13. Beautiful Soup 3

Beautiful Soup 3 is the previous release series, and is no longer being actively developed. It’s currently packaged with all major Linux distributions:

$ apt-get install python-beautifulsoup

It’s also published through PyPi as BeautifulSoup.:

$ easy_install BeautifulSoup

$ pip install BeautifulSoup

You can also download a tarball of Beautiful Soup 3.2.0.

If you ran easy_install beautifulsoup or easy_install BeautifulSoup, but your code doesn’t work, you installed Beautiful Soup 3 by mistake. You need to run easy_install beautifulsoup4.

The documentation for Beautiful Soup 3 is archived online. If your first language is Chinese, it might be easier for you to read the Chinese translation of the Beautiful Soup 3 documentation, then read this document to find out about the changes made in Beautiful Soup 4.

13.1. Porting code to BS4

Most code written against Beautiful Soup 3 will work against Beautiful Soup 4 with one simple change. All you should have to do is change the package name from BeautifulSoup to bs4. So this:

from BeautifulSoup import BeautifulSoup

becomes this:

from bs4 import BeautifulSoup
  • If you get the ImportError “No module named BeautifulSoup”, your problem is that you’re trying to run Beautiful Soup 3 code, but you only have Beautiful Soup 4 installed.
  • If you get the ImportError “No module named bs4”, your problem is that you’re trying to run Beautiful Soup 4 code, but you only have Beautiful Soup 3 installed.

Although BS4 is mostly backwards-compatible with BS3, most of its methods have been deprecated and given new names for PEP 8 compliance. There are numerous other renames and changes, and a few of them break backwards compatibility.

Here’s what you’ll need to know to convert your BS3 code and habits to BS4:

13.1.1. You need a parser

Beautiful Soup 3 used Python’s SGMLParser, a module that was deprecated and removed in Python 3.0. Beautiful Soup 4 uses html.parser by default, but you can plug in lxml or html5lib and use that instead. See Installing a parser for a comparison.

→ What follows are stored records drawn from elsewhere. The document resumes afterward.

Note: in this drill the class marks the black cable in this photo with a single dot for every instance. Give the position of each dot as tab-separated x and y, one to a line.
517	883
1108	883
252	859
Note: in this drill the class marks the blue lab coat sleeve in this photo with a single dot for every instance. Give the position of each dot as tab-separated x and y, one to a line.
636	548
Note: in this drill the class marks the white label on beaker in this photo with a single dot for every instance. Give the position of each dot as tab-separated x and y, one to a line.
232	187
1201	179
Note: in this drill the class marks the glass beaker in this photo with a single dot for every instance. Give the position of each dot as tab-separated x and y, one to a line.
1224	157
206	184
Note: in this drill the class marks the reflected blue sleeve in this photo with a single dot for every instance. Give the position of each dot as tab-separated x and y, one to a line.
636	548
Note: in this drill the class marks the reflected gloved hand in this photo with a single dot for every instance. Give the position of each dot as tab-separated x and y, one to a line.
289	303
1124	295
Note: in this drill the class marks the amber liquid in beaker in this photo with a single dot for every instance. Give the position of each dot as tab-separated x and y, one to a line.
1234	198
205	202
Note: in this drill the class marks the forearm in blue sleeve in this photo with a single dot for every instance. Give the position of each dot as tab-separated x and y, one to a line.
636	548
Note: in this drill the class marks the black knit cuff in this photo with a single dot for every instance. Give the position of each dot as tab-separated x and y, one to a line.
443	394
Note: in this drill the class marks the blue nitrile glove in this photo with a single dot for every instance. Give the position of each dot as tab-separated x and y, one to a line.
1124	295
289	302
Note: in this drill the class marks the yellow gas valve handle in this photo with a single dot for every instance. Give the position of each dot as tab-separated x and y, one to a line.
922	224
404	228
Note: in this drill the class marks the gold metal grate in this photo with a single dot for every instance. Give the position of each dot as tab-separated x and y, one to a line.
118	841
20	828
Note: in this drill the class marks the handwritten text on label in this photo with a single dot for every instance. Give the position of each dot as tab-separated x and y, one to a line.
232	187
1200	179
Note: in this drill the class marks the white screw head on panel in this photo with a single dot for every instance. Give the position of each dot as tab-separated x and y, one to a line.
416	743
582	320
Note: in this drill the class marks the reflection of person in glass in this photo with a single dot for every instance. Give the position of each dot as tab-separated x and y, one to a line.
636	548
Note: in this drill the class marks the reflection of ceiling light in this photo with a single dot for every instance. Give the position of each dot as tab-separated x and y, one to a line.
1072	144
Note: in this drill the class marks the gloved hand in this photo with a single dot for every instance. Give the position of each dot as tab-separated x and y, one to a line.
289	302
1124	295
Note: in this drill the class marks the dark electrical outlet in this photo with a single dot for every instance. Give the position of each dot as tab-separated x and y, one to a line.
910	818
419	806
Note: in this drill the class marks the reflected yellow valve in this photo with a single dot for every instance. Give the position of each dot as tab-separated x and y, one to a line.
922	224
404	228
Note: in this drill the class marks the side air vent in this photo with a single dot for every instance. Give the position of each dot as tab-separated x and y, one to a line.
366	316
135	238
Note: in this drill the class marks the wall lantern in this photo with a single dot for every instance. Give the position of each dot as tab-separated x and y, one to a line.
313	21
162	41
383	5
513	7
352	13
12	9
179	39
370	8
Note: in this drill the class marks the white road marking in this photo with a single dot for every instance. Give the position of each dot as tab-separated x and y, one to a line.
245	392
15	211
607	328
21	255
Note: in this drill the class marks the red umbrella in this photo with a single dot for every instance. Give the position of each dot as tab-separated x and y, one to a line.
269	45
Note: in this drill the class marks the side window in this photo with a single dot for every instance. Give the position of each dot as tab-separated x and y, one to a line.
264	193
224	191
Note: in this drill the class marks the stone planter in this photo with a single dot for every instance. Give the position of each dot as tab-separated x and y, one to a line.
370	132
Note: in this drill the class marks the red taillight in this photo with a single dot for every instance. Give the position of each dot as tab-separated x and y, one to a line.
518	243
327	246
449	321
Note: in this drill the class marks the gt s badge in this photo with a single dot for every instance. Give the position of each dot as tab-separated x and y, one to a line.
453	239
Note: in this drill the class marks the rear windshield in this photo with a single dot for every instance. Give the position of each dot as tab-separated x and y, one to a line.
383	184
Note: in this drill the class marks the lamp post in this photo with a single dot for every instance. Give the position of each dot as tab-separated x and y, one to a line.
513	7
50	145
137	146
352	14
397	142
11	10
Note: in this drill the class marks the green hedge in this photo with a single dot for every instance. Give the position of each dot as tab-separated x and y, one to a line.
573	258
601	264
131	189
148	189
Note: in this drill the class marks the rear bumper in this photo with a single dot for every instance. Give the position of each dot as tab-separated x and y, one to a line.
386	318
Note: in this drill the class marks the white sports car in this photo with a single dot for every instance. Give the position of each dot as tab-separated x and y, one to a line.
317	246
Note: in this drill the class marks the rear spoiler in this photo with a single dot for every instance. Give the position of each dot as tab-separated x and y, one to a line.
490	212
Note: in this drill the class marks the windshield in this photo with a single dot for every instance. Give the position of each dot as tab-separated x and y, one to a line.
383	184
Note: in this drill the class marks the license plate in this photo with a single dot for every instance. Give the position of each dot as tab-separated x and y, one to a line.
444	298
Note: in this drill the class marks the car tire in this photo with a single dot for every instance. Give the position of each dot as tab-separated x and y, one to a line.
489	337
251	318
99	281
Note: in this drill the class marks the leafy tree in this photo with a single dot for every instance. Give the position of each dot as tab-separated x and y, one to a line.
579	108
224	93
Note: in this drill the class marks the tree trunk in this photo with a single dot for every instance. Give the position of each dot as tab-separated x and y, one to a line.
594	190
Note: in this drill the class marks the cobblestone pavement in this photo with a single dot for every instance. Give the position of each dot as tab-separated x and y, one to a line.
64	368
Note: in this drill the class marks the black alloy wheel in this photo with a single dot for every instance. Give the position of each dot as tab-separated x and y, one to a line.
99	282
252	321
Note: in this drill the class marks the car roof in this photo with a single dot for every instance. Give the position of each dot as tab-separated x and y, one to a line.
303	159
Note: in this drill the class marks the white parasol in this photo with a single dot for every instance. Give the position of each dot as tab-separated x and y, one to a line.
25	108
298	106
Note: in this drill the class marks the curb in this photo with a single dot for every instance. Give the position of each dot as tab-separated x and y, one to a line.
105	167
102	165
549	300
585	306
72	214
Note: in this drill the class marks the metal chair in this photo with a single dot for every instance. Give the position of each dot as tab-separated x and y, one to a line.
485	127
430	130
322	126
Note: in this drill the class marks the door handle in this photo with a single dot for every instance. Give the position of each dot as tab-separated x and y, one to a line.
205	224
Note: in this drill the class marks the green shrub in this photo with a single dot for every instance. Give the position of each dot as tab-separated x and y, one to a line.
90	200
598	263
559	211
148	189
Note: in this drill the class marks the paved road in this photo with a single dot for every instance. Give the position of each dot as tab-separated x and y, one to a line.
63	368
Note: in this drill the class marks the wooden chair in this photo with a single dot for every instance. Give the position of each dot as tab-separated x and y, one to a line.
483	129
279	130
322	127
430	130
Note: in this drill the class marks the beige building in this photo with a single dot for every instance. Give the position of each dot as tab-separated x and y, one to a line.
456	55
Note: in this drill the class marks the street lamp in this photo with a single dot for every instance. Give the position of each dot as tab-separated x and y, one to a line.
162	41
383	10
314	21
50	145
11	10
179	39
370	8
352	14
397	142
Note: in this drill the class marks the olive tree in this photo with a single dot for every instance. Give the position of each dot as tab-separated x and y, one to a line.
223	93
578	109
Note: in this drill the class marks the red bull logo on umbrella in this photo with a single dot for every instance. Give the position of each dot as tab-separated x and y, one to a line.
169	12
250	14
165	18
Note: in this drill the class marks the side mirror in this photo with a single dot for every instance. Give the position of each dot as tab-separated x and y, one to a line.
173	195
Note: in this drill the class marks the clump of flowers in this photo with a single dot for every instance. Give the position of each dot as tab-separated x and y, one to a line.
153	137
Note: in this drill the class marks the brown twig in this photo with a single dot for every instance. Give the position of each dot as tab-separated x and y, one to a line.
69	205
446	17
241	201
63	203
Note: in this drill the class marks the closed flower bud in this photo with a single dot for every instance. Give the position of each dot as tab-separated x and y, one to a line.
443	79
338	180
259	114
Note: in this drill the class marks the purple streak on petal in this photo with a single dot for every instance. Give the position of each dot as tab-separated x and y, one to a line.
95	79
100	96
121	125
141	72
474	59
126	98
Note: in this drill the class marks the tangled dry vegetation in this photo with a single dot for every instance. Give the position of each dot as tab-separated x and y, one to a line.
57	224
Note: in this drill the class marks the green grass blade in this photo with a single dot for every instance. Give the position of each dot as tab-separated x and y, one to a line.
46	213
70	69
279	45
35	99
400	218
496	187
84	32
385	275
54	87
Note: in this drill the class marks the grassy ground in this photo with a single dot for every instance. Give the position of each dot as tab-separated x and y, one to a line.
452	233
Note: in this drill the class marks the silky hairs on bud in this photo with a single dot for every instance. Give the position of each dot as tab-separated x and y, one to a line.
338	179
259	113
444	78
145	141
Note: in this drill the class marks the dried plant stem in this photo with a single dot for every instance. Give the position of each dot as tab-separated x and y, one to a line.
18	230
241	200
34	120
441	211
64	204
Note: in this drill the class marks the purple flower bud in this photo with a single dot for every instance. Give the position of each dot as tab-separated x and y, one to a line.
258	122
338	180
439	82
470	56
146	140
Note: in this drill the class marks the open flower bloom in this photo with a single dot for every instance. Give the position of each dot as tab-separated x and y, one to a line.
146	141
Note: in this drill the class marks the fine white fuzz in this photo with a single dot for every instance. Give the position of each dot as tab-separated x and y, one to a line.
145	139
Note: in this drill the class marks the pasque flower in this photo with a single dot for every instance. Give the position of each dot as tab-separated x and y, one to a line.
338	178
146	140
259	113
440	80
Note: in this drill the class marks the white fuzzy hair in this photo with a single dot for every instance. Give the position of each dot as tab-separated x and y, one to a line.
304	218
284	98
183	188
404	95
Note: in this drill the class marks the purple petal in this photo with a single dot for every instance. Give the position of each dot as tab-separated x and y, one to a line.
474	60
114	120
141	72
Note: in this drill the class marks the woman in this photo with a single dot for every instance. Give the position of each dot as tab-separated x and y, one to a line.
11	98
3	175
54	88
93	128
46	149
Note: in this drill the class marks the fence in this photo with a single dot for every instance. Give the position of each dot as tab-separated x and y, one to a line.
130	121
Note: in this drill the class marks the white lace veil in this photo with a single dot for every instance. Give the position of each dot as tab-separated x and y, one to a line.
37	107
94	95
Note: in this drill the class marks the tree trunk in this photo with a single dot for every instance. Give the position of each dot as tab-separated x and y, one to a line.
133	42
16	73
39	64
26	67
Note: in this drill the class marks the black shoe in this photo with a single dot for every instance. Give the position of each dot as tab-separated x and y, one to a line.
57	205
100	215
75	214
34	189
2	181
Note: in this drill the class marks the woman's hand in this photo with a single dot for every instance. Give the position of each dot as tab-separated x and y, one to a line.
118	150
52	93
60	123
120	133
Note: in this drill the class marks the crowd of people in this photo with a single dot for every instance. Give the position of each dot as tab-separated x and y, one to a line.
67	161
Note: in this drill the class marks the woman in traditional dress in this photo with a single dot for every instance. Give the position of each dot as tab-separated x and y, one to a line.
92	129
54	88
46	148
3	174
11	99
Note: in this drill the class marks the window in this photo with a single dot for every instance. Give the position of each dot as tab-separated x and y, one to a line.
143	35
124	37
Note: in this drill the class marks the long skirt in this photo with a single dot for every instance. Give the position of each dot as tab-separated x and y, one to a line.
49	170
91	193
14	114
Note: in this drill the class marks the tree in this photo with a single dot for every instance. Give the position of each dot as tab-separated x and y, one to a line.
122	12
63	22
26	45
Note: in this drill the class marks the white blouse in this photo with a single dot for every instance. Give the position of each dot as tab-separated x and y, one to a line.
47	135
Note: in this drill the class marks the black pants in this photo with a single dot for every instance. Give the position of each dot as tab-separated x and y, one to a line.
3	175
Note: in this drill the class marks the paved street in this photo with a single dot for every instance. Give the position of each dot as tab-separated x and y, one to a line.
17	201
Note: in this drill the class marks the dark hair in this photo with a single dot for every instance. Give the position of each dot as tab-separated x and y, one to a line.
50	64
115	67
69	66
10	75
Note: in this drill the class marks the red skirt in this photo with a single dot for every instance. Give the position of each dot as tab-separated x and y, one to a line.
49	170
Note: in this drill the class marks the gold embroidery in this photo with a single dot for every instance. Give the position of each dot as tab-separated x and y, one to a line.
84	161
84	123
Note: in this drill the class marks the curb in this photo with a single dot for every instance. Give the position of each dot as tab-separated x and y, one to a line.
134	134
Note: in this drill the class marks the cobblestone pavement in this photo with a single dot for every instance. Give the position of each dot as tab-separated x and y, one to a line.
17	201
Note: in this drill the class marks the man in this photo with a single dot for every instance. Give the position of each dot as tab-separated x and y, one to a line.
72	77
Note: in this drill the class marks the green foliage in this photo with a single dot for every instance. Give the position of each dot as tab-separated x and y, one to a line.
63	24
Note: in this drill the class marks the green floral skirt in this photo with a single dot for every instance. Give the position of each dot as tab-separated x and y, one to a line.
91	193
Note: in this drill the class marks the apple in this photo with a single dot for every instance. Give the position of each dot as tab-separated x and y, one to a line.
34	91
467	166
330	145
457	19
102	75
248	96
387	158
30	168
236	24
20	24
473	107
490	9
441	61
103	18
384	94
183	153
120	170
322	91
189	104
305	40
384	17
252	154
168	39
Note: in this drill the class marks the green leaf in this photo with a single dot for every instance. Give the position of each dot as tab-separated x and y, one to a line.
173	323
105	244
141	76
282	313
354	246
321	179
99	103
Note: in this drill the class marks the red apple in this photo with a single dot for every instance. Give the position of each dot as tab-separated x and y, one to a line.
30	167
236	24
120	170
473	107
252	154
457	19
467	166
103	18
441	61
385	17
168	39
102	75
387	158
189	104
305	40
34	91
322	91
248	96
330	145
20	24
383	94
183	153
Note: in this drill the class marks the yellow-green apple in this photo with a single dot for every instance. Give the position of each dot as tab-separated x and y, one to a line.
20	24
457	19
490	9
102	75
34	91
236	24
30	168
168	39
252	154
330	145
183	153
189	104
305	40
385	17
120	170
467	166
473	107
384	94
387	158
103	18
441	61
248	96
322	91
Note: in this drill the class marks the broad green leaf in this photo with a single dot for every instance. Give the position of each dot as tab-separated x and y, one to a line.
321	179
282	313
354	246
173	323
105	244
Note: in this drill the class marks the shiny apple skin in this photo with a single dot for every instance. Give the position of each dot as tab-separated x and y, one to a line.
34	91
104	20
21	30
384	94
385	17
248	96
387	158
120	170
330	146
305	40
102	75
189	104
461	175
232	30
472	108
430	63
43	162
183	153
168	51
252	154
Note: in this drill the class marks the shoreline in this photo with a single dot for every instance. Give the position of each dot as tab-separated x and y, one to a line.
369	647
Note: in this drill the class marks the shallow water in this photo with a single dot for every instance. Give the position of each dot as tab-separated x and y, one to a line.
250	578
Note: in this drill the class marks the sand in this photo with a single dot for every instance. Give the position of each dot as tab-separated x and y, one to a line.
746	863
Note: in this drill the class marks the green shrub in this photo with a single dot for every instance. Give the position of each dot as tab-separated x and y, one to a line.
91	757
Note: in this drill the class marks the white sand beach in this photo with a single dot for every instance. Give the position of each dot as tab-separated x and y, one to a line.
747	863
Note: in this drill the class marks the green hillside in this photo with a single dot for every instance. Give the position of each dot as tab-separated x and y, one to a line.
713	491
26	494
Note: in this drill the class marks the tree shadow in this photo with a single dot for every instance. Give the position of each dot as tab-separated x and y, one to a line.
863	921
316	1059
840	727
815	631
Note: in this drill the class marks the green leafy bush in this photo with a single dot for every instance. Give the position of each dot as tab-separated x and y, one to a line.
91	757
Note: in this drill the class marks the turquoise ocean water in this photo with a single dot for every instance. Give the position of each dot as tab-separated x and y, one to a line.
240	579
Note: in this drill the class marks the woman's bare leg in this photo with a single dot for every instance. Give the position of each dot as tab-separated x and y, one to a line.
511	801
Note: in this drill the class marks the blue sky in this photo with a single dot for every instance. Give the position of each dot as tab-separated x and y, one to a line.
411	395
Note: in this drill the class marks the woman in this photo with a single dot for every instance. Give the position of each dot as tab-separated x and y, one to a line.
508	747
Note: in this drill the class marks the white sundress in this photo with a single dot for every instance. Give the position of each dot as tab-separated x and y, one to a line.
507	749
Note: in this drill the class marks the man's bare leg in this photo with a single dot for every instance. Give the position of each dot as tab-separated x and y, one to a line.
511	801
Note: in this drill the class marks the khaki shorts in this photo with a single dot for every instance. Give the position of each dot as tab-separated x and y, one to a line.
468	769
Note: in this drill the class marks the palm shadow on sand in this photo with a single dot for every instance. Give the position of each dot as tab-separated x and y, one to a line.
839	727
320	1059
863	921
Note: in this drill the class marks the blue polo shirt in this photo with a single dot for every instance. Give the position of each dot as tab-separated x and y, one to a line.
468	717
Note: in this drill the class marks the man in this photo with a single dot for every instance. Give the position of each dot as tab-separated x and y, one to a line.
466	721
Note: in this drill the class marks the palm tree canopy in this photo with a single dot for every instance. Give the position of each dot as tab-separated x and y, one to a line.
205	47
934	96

Since html.parser is not the same parser as SGMLParser, it will treat invalid markup differently. Usually the “difference” is that html.parser crashes. In that case, you’ll need to install another parser. But sometimes html.parser just creates a different parse tree than SGMLParser would. If this happens, you may need to update your BS3 scraping code to deal with the new tree.

13.1.2. Method names

  • renderContents -> encode_contents
  • replaceWith -> replace_with
  • replaceWithChildren -> unwrap
  • findAll -> find_all
  • findAllNext -> find_all_next
  • findAllPrevious -> find_all_previous
  • findNext -> find_next
  • findNextSibling -> find_next_sibling
  • findNextSiblings -> find_next_siblings
  • findParent -> find_parent
  • findParents -> find_parents
  • findPrevious -> find_previous
  • findPreviousSibling -> find_previous_sibling
  • findPreviousSiblings -> find_previous_siblings
  • nextSibling -> next_sibling
  • previousSibling -> previous_sibling

Some arguments to the Beautiful Soup constructor were renamed for the same reasons:

  • BeautifulSoup(parseOnlyThese=...) -> BeautifulSoup(parse_only=...)
  • BeautifulSoup(fromEncoding=...) -> BeautifulSoup(from_encoding=...)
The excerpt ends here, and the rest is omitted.